Après le reog, projection d’un petit film de 10 minutes, montage photos et vidéos de la reconstruction corps et âme de Bebekan depuis le séisme. Puis la présentation des marionnettes fluorescentes françaises dans le noir complet et le court spectacle de marionnettes créés avec les enfants du village. Vous pouvez voir les photos sur le blog :
bebekan-e.blogspot.com à partir du 2 juin.

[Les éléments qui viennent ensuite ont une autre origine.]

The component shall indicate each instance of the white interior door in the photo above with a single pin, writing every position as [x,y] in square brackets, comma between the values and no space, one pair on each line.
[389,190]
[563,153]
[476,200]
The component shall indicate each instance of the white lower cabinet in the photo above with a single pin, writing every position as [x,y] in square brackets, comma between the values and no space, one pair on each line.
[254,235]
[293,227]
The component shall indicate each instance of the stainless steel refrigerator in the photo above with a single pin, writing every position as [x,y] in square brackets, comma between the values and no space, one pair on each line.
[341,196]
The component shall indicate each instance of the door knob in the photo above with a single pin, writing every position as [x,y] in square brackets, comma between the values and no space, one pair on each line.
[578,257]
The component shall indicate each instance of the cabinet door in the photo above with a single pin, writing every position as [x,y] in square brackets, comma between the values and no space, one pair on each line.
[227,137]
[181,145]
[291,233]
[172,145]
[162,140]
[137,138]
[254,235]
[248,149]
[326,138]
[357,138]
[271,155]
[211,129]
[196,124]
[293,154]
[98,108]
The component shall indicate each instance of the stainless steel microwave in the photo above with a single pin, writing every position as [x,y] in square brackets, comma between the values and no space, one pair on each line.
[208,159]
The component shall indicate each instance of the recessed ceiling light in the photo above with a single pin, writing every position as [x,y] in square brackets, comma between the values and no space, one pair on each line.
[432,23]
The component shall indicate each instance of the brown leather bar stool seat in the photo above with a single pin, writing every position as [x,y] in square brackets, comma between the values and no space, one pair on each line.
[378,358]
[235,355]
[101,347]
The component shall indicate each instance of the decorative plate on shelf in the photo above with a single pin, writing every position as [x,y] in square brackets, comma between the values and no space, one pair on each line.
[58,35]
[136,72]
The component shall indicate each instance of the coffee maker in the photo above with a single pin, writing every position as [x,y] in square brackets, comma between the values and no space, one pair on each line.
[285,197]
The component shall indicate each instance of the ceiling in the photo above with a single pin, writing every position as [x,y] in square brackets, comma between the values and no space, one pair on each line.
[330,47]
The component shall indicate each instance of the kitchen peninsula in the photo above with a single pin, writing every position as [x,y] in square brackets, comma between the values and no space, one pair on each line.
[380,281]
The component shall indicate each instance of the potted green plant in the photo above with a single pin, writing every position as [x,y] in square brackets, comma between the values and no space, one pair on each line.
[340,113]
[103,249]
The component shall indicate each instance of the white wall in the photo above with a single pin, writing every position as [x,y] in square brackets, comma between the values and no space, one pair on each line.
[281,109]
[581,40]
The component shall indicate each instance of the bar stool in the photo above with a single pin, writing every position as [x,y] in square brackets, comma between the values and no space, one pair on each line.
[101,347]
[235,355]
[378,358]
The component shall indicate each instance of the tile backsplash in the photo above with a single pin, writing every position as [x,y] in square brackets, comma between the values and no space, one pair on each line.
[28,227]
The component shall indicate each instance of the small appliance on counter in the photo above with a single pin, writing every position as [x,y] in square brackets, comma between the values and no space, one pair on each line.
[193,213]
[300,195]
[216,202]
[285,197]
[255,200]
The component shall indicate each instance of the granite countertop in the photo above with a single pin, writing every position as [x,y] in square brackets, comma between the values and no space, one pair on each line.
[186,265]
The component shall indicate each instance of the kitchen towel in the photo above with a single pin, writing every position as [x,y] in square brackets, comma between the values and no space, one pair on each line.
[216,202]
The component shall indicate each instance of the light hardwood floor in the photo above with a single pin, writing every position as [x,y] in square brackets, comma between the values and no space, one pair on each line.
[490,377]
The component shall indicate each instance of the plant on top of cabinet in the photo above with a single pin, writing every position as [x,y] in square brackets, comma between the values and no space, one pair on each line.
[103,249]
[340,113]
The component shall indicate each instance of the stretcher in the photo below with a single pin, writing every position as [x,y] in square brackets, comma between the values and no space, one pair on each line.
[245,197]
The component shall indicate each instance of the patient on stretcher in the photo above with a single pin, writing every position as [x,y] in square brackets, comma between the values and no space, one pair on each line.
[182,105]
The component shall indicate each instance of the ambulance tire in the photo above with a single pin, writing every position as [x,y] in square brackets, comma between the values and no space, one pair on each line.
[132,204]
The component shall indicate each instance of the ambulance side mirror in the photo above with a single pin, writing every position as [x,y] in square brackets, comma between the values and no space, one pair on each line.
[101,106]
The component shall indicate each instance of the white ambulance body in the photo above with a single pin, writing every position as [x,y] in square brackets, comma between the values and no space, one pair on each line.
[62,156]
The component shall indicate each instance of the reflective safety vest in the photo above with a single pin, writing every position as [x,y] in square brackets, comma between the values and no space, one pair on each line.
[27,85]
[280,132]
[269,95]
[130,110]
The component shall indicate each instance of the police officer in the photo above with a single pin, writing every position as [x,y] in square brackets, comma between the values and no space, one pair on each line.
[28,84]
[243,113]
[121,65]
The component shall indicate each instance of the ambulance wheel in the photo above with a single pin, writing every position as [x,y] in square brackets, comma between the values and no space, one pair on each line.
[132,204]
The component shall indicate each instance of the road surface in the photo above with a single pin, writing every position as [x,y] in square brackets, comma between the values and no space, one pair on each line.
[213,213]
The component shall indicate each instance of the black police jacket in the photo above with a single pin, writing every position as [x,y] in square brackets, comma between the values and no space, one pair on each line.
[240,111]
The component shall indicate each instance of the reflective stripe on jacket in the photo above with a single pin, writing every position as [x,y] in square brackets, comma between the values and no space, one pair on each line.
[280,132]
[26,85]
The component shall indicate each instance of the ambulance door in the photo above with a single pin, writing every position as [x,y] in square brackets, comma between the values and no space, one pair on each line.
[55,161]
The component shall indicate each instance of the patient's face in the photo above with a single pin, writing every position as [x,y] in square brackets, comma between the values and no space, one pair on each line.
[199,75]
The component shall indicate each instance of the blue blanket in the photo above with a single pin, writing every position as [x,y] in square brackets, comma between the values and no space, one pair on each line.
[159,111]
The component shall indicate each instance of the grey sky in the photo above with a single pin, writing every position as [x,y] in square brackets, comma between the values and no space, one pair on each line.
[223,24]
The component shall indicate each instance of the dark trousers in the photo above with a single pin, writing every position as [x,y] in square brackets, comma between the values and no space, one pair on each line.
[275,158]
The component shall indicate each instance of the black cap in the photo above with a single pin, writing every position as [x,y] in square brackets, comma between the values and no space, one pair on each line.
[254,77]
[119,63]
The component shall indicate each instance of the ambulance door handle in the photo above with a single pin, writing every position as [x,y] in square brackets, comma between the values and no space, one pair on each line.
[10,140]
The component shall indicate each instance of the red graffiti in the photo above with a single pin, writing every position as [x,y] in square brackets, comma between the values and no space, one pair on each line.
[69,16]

Nous avons encore environ 3000 euros (bien que nous ayons payé le permis de construire, le repas cérémoniel, les fournitures, peinture, papiers, crayons et goûter pour deux playgroup deux dimanches de suite, les frais de fonctionnement d’Asep et d’autres activités, la somme n’a pas diminué depuis plusieurs mois car des amis de Bebekan continuent spontanément à faire des dons). En attendant la proposition de Carrefour, nous allons utiliser une partie de cette somme dans les semaines à venir pour :
-deuxième trimestre de formation à l’anglais d’Asep, désormais directeur du sanggar pour un salaire «village », soit 100 euros par mois.
-formation à un stage d’éducation des deux jeunes institutrices que nous avons recrutées pour le soutien scolaire et les activités extra-scolaires.
-entrainement du reog
-cours de danse et musique pour les enfants pendant les vacances scolaires qui comment à la mi-juin.
-fabrication d’étagères pour la bibliothèque
-révision de toute l’installation électrique du sanggar totalement insuffisante et inadaptée. Pour le spectacle du 27 mai, les villageois avaient tiré des fils minuscules à travers les arbres, certains grimpaient le long de la tour en fer du réservoir d’eau. Celui-ci débordait toutes les heures, car Carrefour n’a pas installé d’arrêt automatique sur la pompe comme c’est la règle, l’eau coulait avec un grand bonheur sur les fils enroulés le long des piliers de fer…L’installation est actuellement de 450 watts ! Nous avons donc dû emprunter le générateur du chef musulman du village voisin, un riche excentrique, très généreux, amis des arts populaires, qui parraine lui aussi souvent le village (il a construit les escaliers menant au cimetière et qui ont résisté au séisme).
-salaire du gardien de nuit qui est en charge aussi de faire le ménage du sanggar, un homme célibataire du village, sans travail fixe. Il est ravi d’avoir enfin un emploi régulier.


-achats d’outils, de peinture, de bois pour les premiers modèles de masques que nous allons essayer de vendre sur le catalogue internet de H.M. Diffusion, la plus grosse entreprise française de vente d’outillages pour le bois qui appartient en partenariat à mon frère. C’est lui qui m’a proposé cette idée lors de mon passage en France. Ouvrir une page sur Bebekan dans son catalogue et proposer aux clients d’acquérir un masque numéroté, une œuvre d’art originale fabriquée par les artistes d’un village qui se relève d’un séisme. H.M. Diffusion ne prendra aucune commission. Tout le produit de la vente ira au sanggar et aux sculpteurs de masques. Lorsque nous serons prêts, je vous communiquerai le site de H.M. Diffusion si certains d’entre vous sont intéressés par l’achat d’un masque.

Cette lettre est aussi longue que le silence qui la sépare de la dernière, fin mars.
A présent la mousson se retire et s’en va dans l’hémisphère nord.
A bientôt, avant l’équinoxe d’hiver (21 juin à Java, monde à l’envers).